In view of the disadvantages and the conflict between properties as stated above, Japanese Unexamined Patent Publication No. 73100/1986 proposes a panel comprising a phosphor layer, and a preparation process thereof, free of any binder, formed by a vapor phase build-up method such as vacuum deposition. According thereto, the phosphor layer of the above panel contains no binder, so that the charge weight in the phosphor layer can be remarkably improved and also the directivity of the stimulating excitation light and stimulated emission of the phosphor layer can be improved, resulting in improvement in the sensitivity to radiation of the panel and the graininess of images, and at the same time improvement in the sharpness of images.
The panel containing no binder can be prepared by the vapor phase build-up methods such as sputtering, CVD and vapor deposition, but, when taking account of the production cost, the vapor deposition can be said to be the most preferable method.

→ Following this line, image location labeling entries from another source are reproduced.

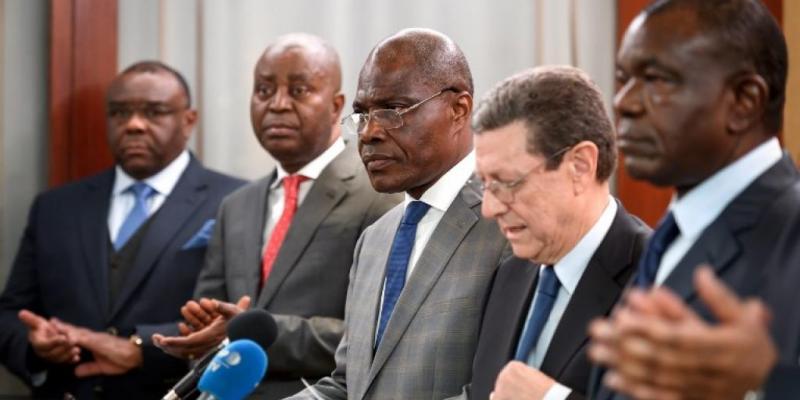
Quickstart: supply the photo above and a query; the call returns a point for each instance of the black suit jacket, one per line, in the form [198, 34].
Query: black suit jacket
[752, 248]
[61, 270]
[598, 289]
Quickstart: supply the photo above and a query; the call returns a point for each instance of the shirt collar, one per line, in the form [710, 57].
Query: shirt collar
[163, 182]
[314, 168]
[445, 190]
[570, 268]
[699, 207]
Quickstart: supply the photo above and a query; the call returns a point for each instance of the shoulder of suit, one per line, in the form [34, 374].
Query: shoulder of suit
[220, 178]
[252, 189]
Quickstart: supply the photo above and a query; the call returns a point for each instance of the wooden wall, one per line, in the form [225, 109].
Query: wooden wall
[640, 198]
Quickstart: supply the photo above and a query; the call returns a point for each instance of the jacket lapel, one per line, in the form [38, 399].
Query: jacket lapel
[325, 193]
[719, 244]
[188, 194]
[93, 223]
[251, 220]
[448, 235]
[515, 295]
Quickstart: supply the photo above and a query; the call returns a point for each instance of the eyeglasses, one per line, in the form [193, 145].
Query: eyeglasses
[386, 118]
[121, 112]
[504, 191]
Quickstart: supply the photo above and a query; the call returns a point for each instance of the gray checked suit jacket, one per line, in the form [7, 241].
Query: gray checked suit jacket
[307, 287]
[427, 350]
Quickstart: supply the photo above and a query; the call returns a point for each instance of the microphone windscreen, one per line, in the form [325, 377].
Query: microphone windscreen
[235, 371]
[256, 325]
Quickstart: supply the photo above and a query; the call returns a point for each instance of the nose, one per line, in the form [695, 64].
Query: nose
[371, 133]
[280, 101]
[491, 207]
[628, 100]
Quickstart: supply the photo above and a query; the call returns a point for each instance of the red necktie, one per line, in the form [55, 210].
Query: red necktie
[291, 184]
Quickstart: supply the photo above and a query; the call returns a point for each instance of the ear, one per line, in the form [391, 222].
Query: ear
[750, 94]
[461, 108]
[581, 161]
[189, 122]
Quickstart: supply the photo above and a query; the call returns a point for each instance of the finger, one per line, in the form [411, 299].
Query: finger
[670, 305]
[228, 310]
[243, 303]
[31, 320]
[754, 313]
[63, 354]
[184, 329]
[204, 338]
[71, 332]
[724, 304]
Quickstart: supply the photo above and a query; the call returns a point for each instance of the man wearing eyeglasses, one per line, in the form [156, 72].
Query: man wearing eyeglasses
[107, 261]
[545, 151]
[286, 241]
[421, 272]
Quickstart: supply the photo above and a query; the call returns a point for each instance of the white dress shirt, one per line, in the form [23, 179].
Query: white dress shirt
[122, 200]
[569, 270]
[439, 197]
[698, 208]
[312, 171]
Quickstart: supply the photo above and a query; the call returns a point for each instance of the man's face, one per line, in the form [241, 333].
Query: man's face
[535, 221]
[295, 106]
[149, 121]
[672, 102]
[412, 157]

However, when vacuum deposition methods or the like are used, a problem arises due to the differing vapor pressure of components when heated in the crucible, for deposition. The result is that the composition of the deposited stimulable phosphor is different from the composition charged into the crucible. The usual result is that the panel has lower sensitivity to radiation.
In other words, although the method for the vapor phase build-up of the stimulable phosphor may bring about a number of advantages as stated above, neglecting the conditions for vaporizing the phosphor when the stimulable phosphor is formed or a heat treatment is effected may result in unexpected difficulties.
For example, researches made by the present inventors in regard to Tl-activated stimulable RbBr:Tl phosphors revealed that the instantaneous emission intensity is constant when Tl content is in the range of from 10.sup.-2 to 10.sup.O mol %, and it is therefore unnecessary to be greatly careful of its compositional ratio as a generally available phosphor so long as the Tl content is kept within a constant range (FIG. 8).
However, the stimulated emission important to the panel has a peak near 3.times.10.sup.-2 mol % with its intensity greatly lowering in the vicinity thereof.
Accordingly, the difference in the vapor pressure between an activator and a stimulable phosphor matrix in carrying out vapor phase build-up of the stimulable phosphor by vapor deposition or the like may result in the activator being deposited on the panel support precedently or retardatorily to the phosphor matrix. If thereby the concentration of the activator comes to differ in the thickness direction in the phosphor layer or the activator is not added, resulting in deviation from its optimum concentration, it may follow that the phosphor layer is retarded rather than enhanced with respect to the desired activity expected by the use of the activator or that it exhibits no sufficient emission characteristics.
In preparing the above panel utilizing the stimulated emission, also particularly important for obtaining a panel having high sensitivity is to precisely control the concentration of the activator in a post-treatment (heat treatment).
In this connection, RbBr exhibits a vapor pressure of 1 mmHg at 777.degree. C., and TlBr, 10 mmHg at 522.degree. C., thus having a great difference in the vapor pressure
There has been little reported in this regard, and examples frequently seen are activated stimulable phosphors having poor performances in spite of the activator densities that are optimum as a whole.